Formuliamo due ipotesi: se cala la produttività (come accade in periodo di recessione), calano i salari reali; se calano i salari reali, i consumi si fermano; se i consumi si fermano, cala la domanda e, di conseguenza anche la produttività del lavoro e il ciclo ricomincia. Se la produttività cresce (come, in teoria, dovrebbe accadere sempre o quasi), la scarsa diffusione della contrattazione integrativa fa sì che i guadagni di produttività vadano ad aumentare la quota del capitale nel reddito, comprimendo conseguentemente la quota del lavoro.
Questo meccanismo si dimostra gravemente disincentivante sotto il profilo economico: basti pensare che il Censimento dell’industria e dei servizi 2011 (l’ultimo disponibile) ha appurato che le imprese fino a cinque addetti sono il 90,3% del totale (quattro milioni circa su un totale di 4,4 milioni) e occupano il 37,5% degli addetti. Ciò significa che se né il sistema delle relazioni industriali né la politica economica possono garantire a tutti i lavoratori l’accesso alla contrattazione decentrata, il modello contrattuale vigente vieta ai salari reali di crescere nella stessa misura della produttività del lavoro.
Quali sono stati, in soldoni, gli effetti di questo impianto contrattuale miope? Il costo cumulato di questa pratica contrattuale in termini generali (quindi sia salari sia consumi sia investimenti produttivi) operati automaticamente dal modello contrattuale italiano nel periodo dal 1993 al 2012 ammonta a ben 1069 miliardi di euro. Si tratta di una cifra indubbiamente ragguardevole (metà del debito pubblico italiano, per intenderci) che è sufficiente a spiegare non solo il freno della domanda interna di consumi e l’aumento dell’indebitamento delle famiglie, ma anche – e forse soprattutto – i ritardi di innovazione, i mancati investimenti, l’incapacità del segmento sano del nostro apparato produttivo di crescere e rafforzarsi sino a trainare l’intero Paese fuori dal tunnel della bassa – o inesistente – crescita.

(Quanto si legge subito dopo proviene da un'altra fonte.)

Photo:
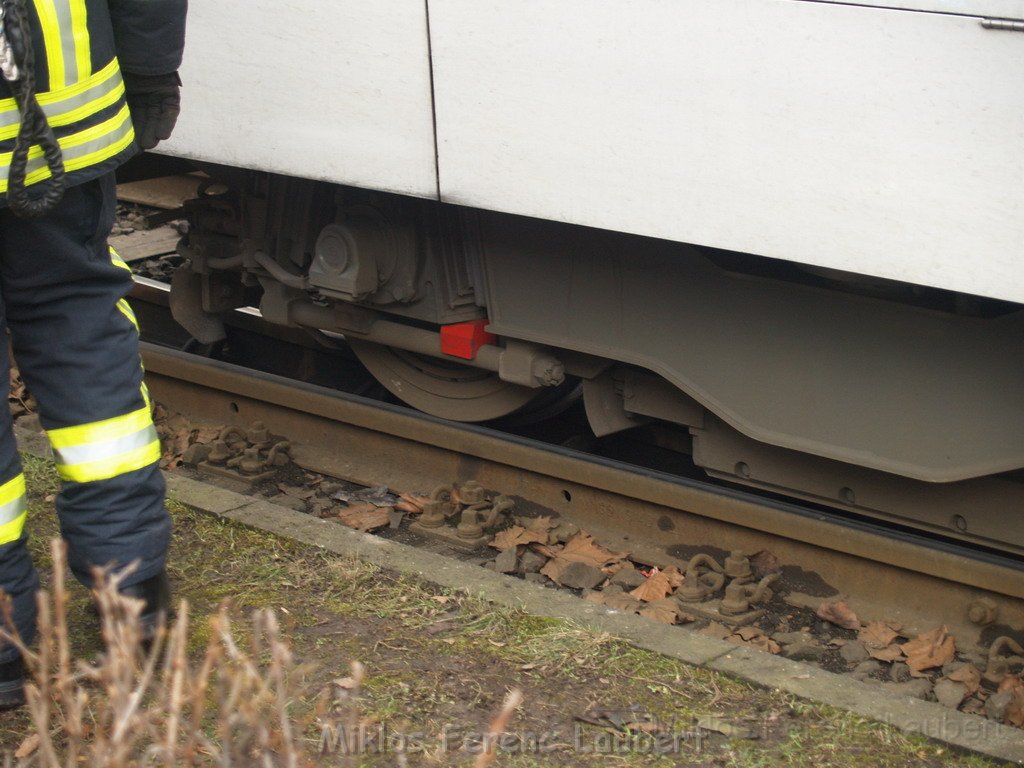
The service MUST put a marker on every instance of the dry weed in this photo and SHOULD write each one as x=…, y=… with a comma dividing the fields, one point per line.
x=148, y=705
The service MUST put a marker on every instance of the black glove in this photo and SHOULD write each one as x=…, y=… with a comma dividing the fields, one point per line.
x=155, y=101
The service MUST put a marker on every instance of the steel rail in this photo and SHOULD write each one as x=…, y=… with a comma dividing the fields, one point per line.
x=659, y=518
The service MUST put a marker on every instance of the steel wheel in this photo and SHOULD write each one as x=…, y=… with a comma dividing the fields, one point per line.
x=441, y=388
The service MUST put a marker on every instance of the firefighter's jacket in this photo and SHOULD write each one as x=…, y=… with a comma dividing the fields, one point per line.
x=80, y=48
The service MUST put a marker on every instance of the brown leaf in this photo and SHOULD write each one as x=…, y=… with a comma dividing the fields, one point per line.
x=613, y=597
x=28, y=747
x=654, y=587
x=878, y=635
x=365, y=516
x=581, y=548
x=516, y=535
x=840, y=614
x=675, y=577
x=969, y=676
x=665, y=610
x=1015, y=711
x=889, y=653
x=749, y=633
x=930, y=649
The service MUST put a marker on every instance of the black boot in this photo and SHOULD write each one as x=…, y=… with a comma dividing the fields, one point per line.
x=11, y=684
x=156, y=593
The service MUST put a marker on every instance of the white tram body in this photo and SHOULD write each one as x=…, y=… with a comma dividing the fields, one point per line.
x=806, y=216
x=883, y=141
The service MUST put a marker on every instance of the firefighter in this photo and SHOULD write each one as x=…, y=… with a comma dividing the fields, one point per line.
x=90, y=82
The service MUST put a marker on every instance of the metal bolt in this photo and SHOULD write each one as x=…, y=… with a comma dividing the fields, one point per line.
x=437, y=509
x=737, y=565
x=735, y=600
x=692, y=591
x=983, y=611
x=470, y=526
x=258, y=433
x=219, y=453
x=471, y=493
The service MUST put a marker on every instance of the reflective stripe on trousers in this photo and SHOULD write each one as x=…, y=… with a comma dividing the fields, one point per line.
x=105, y=449
x=12, y=509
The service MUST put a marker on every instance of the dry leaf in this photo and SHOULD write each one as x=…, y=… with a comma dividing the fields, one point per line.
x=654, y=587
x=366, y=516
x=614, y=598
x=581, y=548
x=665, y=610
x=840, y=614
x=749, y=633
x=516, y=535
x=969, y=676
x=878, y=635
x=930, y=649
x=28, y=747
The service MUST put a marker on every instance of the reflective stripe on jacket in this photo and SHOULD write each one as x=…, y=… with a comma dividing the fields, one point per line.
x=79, y=86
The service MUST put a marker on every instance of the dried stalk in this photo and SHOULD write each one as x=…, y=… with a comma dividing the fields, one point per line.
x=130, y=709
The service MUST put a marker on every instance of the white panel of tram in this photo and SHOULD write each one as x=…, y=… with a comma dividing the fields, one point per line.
x=328, y=89
x=880, y=141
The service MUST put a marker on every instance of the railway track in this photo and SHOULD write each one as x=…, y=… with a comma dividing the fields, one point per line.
x=662, y=519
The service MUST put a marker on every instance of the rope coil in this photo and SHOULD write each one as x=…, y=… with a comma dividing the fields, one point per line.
x=34, y=128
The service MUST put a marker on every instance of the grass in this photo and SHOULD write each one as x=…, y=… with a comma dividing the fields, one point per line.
x=437, y=657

Il meccanismo perverso di questo modello contrattuale, che ha garantito a troppe imprese non competitive profitti al di là dei meriti di mercato alterando in modo cieco e automatico la distribuzione funzionale del reddito, nel lungo periodo ha profondamente minato, almeno per la cospicua parte del sistema produttivo esclusa dalla contrattazione decentrata e protetta dalla concorrenza interna e internazionale, l’incentivo ad impegnarsi e ad investire per migliorare la qualità dei processi produttivi e dei prodotti.
Su questo risultato ha ovviamente influito, come ormai documentano numerosi studi empirici, anche il massiccio aumento di posizioni di lavoro “flessibili” registrato dall’economia italiana tra il 1995 e il 2008. Il disincentivo ha condizionato tanto le scelte imprenditoriali, comunque garantite sul lato dei profitti, quanto quelle dei lavoratori, non premiati economicamente per l’impegno ad ottenere performance produttive migliori.
L’Italia non cresce perché il mercato interno è depresso dal modello contrattuale, le esportazioni sono frenate da prezzi troppo elevati, la spesa pubblica è bloccata dal livello enorme del debito. È tempo che governo e partner sociali negozino un nuovo modello contrattuale: un modello improntato sulla redistribuzione delle risorse, sullo sfoltimento di una serie di apparati ingigantitisi a spese dei lavoratori e dello Stato sociale; un modello equo, sostenibile e amico dei salari, dei consumi e della crescita.